Se la conversazione è un incontro con l’altro e se l’altro è sempre, in qualsiasi situazione e condizione, un soggetto che porta conoscenze ed esperienze, il contrarsi della conversazione genera la conseguenza di una contrazione dello scambio di conoscenze ed esperienze. La scomparsa – o comunque il progressivo ridursi – della conversazione, non solo si riflette negativamente  sulle relazioni interpersonali, ma  incide significativamente sui processi della conoscenza informale che della conoscenza rappresenta una parte considerevole.

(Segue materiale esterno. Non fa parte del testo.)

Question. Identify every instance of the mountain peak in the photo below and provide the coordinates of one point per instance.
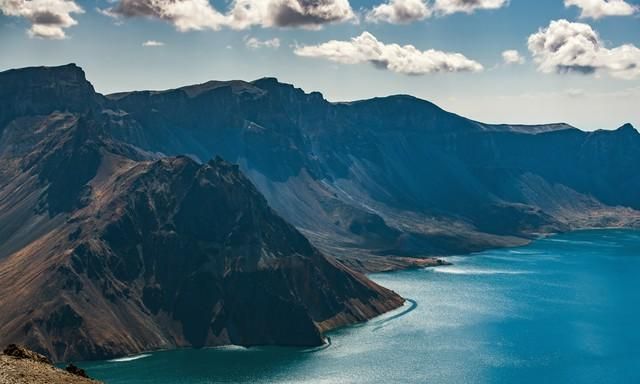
(42, 90)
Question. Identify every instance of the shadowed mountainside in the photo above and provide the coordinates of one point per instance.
(394, 175)
(108, 250)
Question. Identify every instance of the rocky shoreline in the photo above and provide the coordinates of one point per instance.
(19, 365)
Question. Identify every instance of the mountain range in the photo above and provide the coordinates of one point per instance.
(246, 212)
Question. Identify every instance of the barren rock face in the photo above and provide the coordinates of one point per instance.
(108, 250)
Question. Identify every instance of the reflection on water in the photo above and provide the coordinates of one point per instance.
(561, 310)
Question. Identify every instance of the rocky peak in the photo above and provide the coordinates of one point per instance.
(43, 90)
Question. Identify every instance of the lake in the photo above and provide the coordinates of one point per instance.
(564, 309)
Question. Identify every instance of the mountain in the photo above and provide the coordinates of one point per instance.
(109, 250)
(393, 176)
(19, 365)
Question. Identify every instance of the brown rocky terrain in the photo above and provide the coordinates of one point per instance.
(108, 250)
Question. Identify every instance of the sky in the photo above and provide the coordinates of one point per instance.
(496, 61)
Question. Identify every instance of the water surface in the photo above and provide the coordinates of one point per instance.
(564, 309)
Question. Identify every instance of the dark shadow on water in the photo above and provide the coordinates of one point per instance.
(413, 305)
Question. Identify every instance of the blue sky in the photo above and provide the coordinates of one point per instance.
(595, 88)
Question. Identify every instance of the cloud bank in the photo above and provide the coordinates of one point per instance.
(407, 11)
(565, 47)
(512, 56)
(188, 15)
(596, 9)
(152, 43)
(405, 59)
(48, 18)
(255, 43)
(400, 12)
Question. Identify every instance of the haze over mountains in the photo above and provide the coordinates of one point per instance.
(120, 234)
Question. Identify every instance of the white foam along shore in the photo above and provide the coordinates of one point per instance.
(129, 358)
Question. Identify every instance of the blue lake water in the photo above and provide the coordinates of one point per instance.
(565, 309)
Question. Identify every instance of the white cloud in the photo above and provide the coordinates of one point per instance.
(467, 6)
(596, 9)
(185, 15)
(188, 15)
(407, 11)
(254, 43)
(512, 56)
(152, 43)
(288, 13)
(405, 59)
(565, 47)
(49, 18)
(399, 12)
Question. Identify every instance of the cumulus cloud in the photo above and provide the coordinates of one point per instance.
(199, 14)
(288, 13)
(405, 59)
(185, 15)
(512, 56)
(596, 9)
(48, 18)
(407, 11)
(255, 43)
(399, 12)
(565, 47)
(152, 43)
(467, 6)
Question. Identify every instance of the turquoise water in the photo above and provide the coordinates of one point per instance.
(561, 310)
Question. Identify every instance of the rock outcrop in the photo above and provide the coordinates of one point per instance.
(18, 365)
(108, 250)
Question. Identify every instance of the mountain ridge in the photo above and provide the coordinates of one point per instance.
(356, 177)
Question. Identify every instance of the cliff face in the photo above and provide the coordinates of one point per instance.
(394, 175)
(19, 365)
(109, 250)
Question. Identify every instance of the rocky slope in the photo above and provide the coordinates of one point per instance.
(109, 250)
(19, 365)
(394, 175)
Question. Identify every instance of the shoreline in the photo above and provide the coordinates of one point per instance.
(429, 262)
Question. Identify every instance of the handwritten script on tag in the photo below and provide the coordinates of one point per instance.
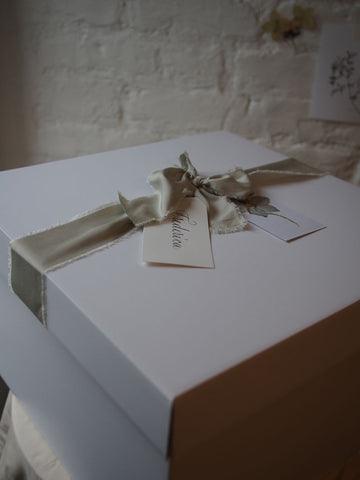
(183, 239)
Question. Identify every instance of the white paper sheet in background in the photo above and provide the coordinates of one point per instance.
(336, 92)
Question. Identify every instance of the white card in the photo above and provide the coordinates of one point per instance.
(293, 226)
(183, 239)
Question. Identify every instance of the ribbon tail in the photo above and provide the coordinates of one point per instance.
(284, 170)
(34, 255)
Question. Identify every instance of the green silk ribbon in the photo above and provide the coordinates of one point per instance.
(36, 254)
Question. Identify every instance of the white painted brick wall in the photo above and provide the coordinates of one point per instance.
(85, 76)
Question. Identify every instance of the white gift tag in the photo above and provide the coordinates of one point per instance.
(183, 239)
(285, 224)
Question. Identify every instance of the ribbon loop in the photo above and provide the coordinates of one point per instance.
(34, 255)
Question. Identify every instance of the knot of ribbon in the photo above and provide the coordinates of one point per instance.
(173, 184)
(32, 256)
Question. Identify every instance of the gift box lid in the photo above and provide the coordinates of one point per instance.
(164, 341)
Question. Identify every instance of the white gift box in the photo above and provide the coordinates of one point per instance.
(173, 372)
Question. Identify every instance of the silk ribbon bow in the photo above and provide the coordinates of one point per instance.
(36, 254)
(173, 184)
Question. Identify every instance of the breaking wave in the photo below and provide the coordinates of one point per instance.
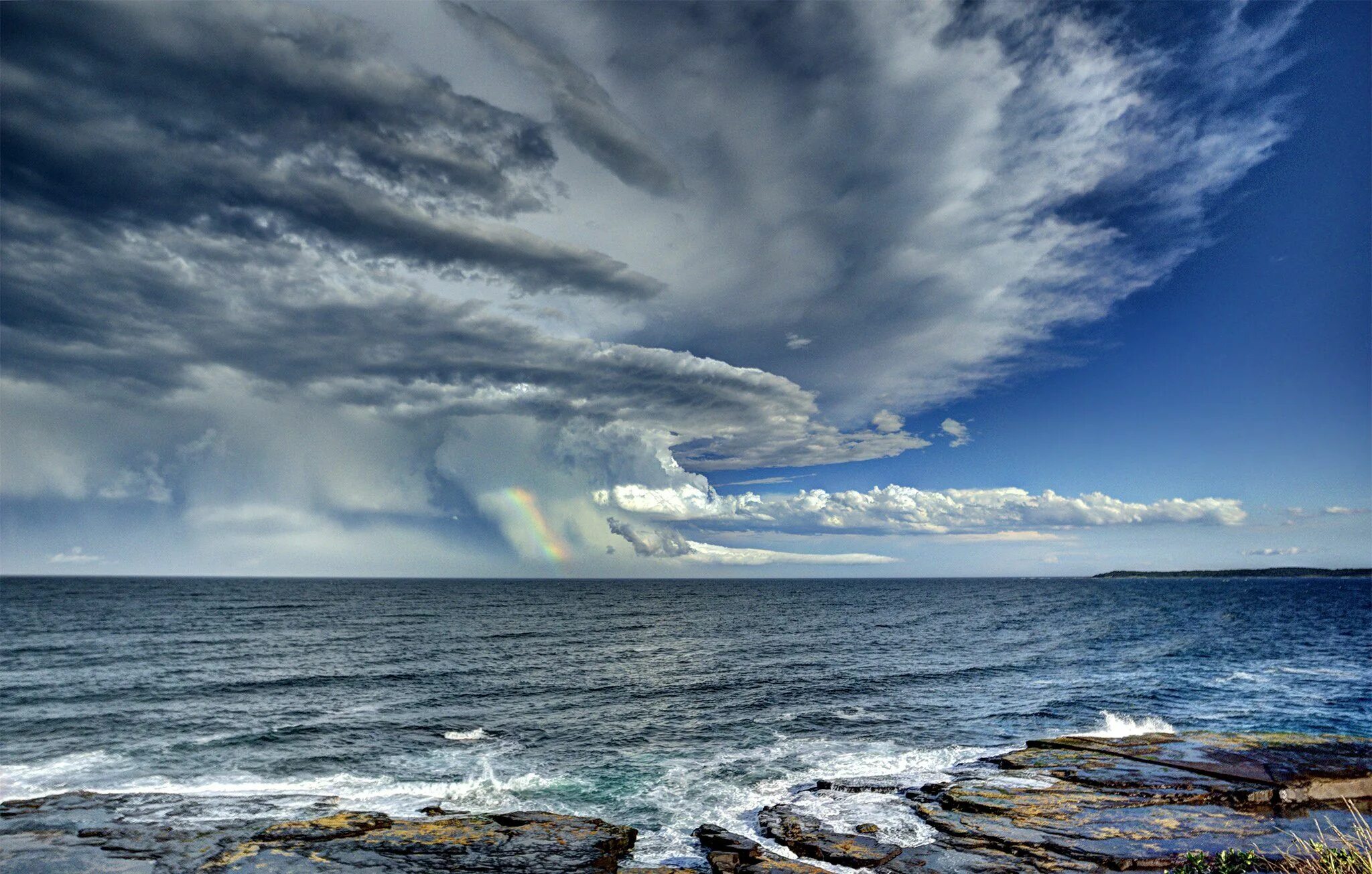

Così ciascuno di noi si ritrova con una conoscenza che non si espande, non si riproduce, non si sviluppa, se non attraverso processi formalizzati che però  non possono avere l’esclusiva della formazione delle conoscenze. Si ritrova con esperienze che non costituendosi come maglie di una rete, non integrandosi con altre esperienze,  esauriscono la loro funzione nello stesso tempo in cui si realizzano.

Poi, forse l’aspetto più importante, e più affascinante, di una  conversazione è la relazione tra identità, che nelle situazioni più consuete e informali avviene senza schemi, senza schermi, senza finzioni, in una condizione di spontaneità e di autenticità che in altre situazioni comunicative si ritrova di rado.

La conversazione si è ritirata da qualsiasi  luogo, da ogni contesto: non appartiene più alla casa, non alla strada, non alla piazza. Sarà perché manca il tempo, o sarà perché abbiamo perso l’abitudine, il costume, non abbiamo più un’educazione alla conversazione. Sarà perché non abbiamo o diciamo di non avere più tempo, perché ci lasciamo travolgere da una frenesia provocata dall’inessenziale, per cui non si indugia a raccontare, ad ascoltare, ci si limita a comunicare con una rapidità che brucia ogni condizione di prossimità, di vicinanza, di comunione. Non c’è apertura, non c’è confronto, incontro, disponibilità, interazione.  Sarà  perché i mezzi della tecnologia si sono impadroniti di ogni tempo e di ogni spazio. Sarà per queste e per innumerevoli altre ragioni, ma la condizione è, ormai, quella della solitudine, di cui forse non ci rendiamo più nemmeno conto.

Nel suo testamento spirituale e culturale, intitolato Babele, uscito nel 1988, Paul Zumthor scriveva: “Eccoci già, dietro i nostri occhiali speciali, a contemplare una realtà virtuale che esaurisce le possibilità passate, presenti e future, cioè che sospende il destino e intrappola la nostra umanità. Noi, che assistiamo per primi a questa mano di gioco, sapremo, lo spero, tirarci fuori dalla trappola”. Era trentacinque anni fa. In questi anni è cambiato molto. Forse troppo. Non è più la prima mano del gioco.  

Nella carrozza del treno che da Milano viaggia verso il capolinea a Sud del Sud con 55 minuti di ritardo, sono rimasti soltanto l’uomo che legge il libro sul Calvino e un ragazzo. Alla fermata si dicono buonasera, buonasera. Tutto qui, in undici ore di viaggio verso la stessa città.